CÁSSIO STARLING CARLOS
EDITOR-ADJUNTO DO "MAIS!"

"Uma fulguração se produziu que receberá o nome de Deleuze. Um novo pensamento é possível, novamente o pensamento é possível... Um dia, talvez, o século será deleuziano" -declarou em 1970 o filósofo Michel Foucault sobre seu amigo, o filósofo Gilles Deleuze.
Mais que uma cortesia, a frase, dita àquela altura pelo já célebre autor de "As Palavras e as Coisas", ainda conserva seu impacto. Anos depois, Deleuze, reconhecendo o "humor diabólico" do amigo, respondeu com sua habitual modéstia: "Talvez ele estivesse querendo dizer que eu era o mais ingênuo entre os filósofos de nossa geração". Seja com sentido profético ou não, a celebridade de Foucault chamou a atenção para a novidade da obra de Deleuze.
O fato é que Deleuze criou o mais complexo exame das forças que movem ou que imobilizam a vida no mundo contemporâneo. Um mundo que se dirige para a dobra (para utilizar um conceito deleuziano) do milênio e que exige uma compreensão e uma crítica a par de suas transformações.
Na conclusão do século, porém, o filósofo não está mais presente. Deleuze se suicidou em 4 de novembro do ano passado, saltando da janela de seu apartamento de terceiro andar em Paris.
Para homenagear o pensador e examinar as extensas conexões de sua obra, acontece a partir do próximo dia 10, no Rio, e nos dias 13 e 14 em São Paulo, os "Encontros Internacionais Gilles Deleuze", organizado pelo filósofo Eric Alliez (leia programação nesta página). O evento, que em São Paulo tem o apoio da Folha, vai reunir 35 professores e pesquisadores, 14 deles de fora do Brasil. Entre os convidados internacionais estarão os filósofos Jacques Rancière e Gérard Lébrun, além do crítico Fredric Jameson, e entre os brasileiros os filósofos Bento Prado Jr. e Marilena Chaui.
Pensar o presente
Desde "O Anti-Édipo", escrito em parceria com o psicanalista Félix Guattari em 1972, a obra de Deleuze, antes voltada para trabalhos de análise histórica de clássicos da filosofia, orientou-se para questões políticas e éticas.
Este clássico do pensamento rebelde fez também com que sua obra vazasse os muros acadêmicos e servisse de alimento aos discursos liberacionistas e contraculturais da época.

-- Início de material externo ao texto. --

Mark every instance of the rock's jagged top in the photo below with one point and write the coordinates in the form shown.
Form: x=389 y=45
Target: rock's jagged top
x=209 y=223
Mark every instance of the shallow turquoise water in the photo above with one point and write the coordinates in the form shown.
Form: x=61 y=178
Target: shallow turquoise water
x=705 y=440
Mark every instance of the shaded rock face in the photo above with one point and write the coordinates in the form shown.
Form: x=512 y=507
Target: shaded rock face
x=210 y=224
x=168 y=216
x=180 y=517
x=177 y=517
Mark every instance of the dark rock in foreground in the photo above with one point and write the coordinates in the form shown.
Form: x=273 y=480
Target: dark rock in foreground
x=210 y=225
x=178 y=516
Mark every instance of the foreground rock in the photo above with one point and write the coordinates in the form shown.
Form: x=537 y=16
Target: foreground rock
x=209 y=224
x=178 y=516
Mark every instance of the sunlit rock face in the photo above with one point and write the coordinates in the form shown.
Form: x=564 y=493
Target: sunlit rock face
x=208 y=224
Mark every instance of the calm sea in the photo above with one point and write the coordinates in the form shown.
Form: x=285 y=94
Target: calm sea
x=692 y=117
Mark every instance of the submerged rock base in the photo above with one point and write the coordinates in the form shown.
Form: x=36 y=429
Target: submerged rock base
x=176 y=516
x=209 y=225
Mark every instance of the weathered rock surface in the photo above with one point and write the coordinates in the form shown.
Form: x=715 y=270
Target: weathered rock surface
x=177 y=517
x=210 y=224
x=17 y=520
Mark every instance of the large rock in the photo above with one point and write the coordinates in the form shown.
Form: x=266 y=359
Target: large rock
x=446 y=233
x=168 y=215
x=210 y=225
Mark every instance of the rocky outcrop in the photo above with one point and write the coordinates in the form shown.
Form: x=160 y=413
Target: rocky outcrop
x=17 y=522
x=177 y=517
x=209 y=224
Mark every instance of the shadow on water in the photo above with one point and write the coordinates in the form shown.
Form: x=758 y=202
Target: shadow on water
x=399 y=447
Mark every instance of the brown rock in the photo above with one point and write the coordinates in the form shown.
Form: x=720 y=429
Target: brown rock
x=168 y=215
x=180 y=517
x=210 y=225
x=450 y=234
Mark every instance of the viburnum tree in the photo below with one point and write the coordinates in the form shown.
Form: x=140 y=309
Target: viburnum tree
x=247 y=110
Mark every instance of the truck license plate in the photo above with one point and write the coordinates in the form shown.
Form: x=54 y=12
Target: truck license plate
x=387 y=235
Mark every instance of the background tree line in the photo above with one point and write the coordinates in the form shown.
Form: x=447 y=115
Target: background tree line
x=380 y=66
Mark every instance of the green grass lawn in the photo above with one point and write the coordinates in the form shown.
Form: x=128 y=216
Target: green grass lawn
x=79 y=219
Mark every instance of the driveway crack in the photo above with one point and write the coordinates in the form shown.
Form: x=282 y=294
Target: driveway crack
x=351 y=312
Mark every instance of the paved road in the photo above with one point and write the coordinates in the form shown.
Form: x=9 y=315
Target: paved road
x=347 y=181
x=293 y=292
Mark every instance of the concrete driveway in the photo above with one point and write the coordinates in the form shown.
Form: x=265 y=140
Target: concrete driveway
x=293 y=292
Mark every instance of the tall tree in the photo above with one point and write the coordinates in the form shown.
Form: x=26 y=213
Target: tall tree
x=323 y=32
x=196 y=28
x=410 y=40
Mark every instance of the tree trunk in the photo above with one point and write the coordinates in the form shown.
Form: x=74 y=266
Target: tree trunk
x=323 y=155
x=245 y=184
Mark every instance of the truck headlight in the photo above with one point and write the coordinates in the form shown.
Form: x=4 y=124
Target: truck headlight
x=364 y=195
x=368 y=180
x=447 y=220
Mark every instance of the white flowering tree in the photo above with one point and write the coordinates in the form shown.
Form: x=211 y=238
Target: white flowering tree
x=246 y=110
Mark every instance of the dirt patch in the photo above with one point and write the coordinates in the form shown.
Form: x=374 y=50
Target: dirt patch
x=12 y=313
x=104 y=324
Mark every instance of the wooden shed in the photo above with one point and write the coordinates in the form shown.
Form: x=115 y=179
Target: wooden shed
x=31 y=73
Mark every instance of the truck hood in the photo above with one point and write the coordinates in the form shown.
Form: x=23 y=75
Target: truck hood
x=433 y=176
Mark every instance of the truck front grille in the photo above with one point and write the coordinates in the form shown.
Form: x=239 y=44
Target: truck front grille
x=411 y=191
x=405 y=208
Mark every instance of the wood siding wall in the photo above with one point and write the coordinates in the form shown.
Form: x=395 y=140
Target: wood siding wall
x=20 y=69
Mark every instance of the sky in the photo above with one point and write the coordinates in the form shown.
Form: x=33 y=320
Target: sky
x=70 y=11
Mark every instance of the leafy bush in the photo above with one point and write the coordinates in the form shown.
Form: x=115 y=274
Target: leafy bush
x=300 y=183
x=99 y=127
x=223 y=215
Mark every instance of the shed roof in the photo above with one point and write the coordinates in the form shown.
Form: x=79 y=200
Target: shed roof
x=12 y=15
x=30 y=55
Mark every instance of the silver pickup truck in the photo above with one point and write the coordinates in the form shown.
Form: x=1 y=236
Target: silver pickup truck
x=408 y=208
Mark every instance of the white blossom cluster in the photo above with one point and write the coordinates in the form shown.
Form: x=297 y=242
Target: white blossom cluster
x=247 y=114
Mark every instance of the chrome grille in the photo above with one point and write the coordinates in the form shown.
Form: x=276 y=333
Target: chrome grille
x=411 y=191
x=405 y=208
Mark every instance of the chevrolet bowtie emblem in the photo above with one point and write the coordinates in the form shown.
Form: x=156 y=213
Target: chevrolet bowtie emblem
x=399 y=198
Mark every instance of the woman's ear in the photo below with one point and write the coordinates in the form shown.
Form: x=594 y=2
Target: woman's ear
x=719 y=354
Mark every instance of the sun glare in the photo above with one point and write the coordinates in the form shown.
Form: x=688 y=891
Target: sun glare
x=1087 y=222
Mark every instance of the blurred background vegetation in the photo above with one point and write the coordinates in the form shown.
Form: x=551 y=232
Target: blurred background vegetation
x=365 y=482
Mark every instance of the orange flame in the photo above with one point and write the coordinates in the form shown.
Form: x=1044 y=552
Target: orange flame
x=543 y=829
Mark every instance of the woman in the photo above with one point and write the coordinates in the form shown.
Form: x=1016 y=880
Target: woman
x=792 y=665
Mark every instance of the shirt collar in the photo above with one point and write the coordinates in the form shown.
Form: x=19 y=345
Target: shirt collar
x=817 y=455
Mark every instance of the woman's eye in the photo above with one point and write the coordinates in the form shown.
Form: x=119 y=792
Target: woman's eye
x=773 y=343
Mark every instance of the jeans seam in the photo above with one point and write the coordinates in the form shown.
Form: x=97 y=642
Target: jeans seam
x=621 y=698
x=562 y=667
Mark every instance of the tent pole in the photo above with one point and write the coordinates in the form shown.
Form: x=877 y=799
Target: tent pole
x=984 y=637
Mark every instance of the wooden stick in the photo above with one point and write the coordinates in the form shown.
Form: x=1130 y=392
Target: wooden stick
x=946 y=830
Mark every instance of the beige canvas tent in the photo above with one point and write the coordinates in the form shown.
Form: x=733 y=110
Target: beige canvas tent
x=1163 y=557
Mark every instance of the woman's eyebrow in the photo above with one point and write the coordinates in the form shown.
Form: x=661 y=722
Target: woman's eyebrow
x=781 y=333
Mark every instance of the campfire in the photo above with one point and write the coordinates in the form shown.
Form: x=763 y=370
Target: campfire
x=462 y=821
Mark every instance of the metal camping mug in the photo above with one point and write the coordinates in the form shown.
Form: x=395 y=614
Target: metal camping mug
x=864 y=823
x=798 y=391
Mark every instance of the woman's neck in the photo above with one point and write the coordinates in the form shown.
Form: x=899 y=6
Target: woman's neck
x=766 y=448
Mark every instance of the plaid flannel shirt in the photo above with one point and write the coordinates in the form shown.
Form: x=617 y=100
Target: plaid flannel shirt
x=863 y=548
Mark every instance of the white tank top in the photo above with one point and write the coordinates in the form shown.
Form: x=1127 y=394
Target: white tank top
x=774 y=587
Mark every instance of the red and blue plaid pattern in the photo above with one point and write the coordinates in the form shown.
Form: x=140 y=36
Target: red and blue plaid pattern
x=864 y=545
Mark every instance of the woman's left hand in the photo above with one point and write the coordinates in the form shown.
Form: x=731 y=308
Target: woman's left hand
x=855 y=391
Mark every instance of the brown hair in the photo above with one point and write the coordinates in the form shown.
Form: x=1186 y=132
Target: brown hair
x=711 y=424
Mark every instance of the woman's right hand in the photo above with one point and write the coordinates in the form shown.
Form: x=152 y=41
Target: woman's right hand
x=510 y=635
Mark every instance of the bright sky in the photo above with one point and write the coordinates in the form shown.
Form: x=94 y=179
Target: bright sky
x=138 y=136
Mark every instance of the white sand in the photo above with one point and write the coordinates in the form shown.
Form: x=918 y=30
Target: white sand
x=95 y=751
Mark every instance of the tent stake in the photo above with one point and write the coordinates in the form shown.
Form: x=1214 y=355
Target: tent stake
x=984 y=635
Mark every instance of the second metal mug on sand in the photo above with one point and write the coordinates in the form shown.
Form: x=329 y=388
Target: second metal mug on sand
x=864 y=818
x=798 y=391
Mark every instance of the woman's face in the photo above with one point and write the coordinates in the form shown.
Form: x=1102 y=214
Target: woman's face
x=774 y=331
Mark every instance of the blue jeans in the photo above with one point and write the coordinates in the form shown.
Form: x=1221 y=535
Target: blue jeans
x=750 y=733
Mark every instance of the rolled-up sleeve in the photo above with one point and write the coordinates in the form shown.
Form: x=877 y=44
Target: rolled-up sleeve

Segundo Eric Alliez, "à medida que trabalha no campo da história da filosofia, em certos momentos com uma proximidade muito grande de Foucault, Deleuze se convence sempre mais que a determinação da identidade filosófica se faz na relação com o presente. Nessa abordagem da filosofia como uma ontologia do presente, para retomar uma expressão de Foucault, as questões práticas, éticas e políticas, vão adquirir uma presença e uma força sempre maior até sua explicitação após as revoltas de 68".
"O Anti-Édipo" amplia para um novo campo o projeto deleuziano de corrosão do princípio de identidade já desenvolvido em livros como "Lógica do Sentido" (de 1968) e "Diferença e Repetição" (de 1969).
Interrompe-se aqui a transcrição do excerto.